Pour mes lecteurs plus francophones, dans la série “sécurité internet de base”, il est essentiel d’avoir pour votre e-mail non seulement un bon mot de passe, unique, et que vous ne partagez pas, mais également d’activer l’authentification en deux étapes.

C’est le genre de système qu’utilise votre e-banking depuis des lustres: pour vous connecter, vous devez donner votre mot de passe (=quelque chose que vous savez) et prouver via un code reçu par SMS que vous êtes en possession de votre téléphone mobile (=quelque chose que vous avez). Ainsi, le simple crack de votre mot de passe ne suffit plus à rentrer dans votre boîte e-mail.

Une fois activée la double authentification, Google va générer à votre demande des mots de passe à usage unique pour les services et applications que vous avez besoin de connecter à votre compte Gmail. Par exemple, votre logiciel de chat pour Google Talk, votre client e-mail sur votre ordinateur si vous en utilisez un, ou un réseau social qui voudrait accéder à vos contacts pour vous aider à démarrer.

Pas convaincu encore?
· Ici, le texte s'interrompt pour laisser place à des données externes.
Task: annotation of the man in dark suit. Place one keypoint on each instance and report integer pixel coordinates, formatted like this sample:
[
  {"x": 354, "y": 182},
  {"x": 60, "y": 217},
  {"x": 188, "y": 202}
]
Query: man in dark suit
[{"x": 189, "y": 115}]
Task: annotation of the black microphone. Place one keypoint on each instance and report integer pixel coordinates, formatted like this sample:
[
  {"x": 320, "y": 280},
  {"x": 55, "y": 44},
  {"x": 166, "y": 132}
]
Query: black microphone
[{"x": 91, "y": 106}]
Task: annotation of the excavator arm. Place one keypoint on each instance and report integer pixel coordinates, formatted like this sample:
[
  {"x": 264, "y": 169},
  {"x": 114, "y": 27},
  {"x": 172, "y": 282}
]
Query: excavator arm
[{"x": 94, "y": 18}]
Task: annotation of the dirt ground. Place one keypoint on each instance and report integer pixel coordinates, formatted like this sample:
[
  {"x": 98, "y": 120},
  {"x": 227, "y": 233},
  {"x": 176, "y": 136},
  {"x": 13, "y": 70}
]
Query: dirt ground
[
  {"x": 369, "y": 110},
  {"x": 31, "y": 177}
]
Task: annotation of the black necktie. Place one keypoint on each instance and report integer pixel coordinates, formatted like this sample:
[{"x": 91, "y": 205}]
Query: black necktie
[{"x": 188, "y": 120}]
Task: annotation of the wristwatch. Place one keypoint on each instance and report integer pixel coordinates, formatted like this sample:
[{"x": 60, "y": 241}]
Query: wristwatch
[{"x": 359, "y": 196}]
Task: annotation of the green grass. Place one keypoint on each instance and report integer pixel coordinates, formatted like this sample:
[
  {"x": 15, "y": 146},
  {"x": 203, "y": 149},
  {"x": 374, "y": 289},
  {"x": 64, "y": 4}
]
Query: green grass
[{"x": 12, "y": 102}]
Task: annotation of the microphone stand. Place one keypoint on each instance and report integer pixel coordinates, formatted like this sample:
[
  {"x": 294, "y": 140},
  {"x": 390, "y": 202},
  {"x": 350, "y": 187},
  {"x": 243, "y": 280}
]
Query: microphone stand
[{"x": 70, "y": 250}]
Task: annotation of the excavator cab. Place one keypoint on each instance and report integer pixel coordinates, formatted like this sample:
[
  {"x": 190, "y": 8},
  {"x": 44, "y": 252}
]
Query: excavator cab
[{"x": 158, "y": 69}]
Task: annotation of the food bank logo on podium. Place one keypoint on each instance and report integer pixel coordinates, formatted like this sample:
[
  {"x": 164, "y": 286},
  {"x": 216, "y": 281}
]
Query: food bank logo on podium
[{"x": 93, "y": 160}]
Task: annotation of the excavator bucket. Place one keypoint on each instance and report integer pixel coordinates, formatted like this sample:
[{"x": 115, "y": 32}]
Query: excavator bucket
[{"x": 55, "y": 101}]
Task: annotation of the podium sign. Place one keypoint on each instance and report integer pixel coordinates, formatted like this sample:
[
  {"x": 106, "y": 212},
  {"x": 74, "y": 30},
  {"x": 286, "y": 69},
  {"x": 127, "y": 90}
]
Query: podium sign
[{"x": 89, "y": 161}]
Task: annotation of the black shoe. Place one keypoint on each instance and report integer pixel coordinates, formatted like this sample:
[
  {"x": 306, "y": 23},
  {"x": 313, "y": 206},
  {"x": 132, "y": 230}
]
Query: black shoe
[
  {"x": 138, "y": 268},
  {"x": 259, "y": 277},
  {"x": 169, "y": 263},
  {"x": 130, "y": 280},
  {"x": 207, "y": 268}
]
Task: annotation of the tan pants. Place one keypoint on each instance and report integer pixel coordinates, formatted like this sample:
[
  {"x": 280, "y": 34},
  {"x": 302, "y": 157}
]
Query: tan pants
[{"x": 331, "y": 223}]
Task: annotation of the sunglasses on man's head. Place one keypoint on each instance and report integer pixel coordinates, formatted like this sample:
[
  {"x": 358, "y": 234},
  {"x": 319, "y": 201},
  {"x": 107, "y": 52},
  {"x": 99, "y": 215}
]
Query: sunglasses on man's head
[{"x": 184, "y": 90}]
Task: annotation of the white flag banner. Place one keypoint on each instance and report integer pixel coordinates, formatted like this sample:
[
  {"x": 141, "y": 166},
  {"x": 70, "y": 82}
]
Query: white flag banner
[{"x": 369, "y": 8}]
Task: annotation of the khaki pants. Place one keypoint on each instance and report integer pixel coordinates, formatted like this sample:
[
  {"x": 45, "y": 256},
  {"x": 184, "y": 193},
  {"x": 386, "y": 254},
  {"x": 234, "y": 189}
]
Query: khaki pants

Lisez Matt Cutts, patron de l’anti-webspam chez Google, qui vaporise un certain nombre de mythes (oui, si vous perdez votre téléphone, il y a quand même moyen pour vous d’accéder à votre e-mail!). Il a écrit cet article suite au hacking assez dramatique dont a été victime Mat Honan (en gros, perdu toutes ses données dans l’histoire, y compris toutes les photos de la première année de vie de sa fille). Si cette triste histoire ne vous motive pas à prendre un tout petit peu sérieusement la sécurité de votre identité en ligne… je ne peux rien faire pour vous!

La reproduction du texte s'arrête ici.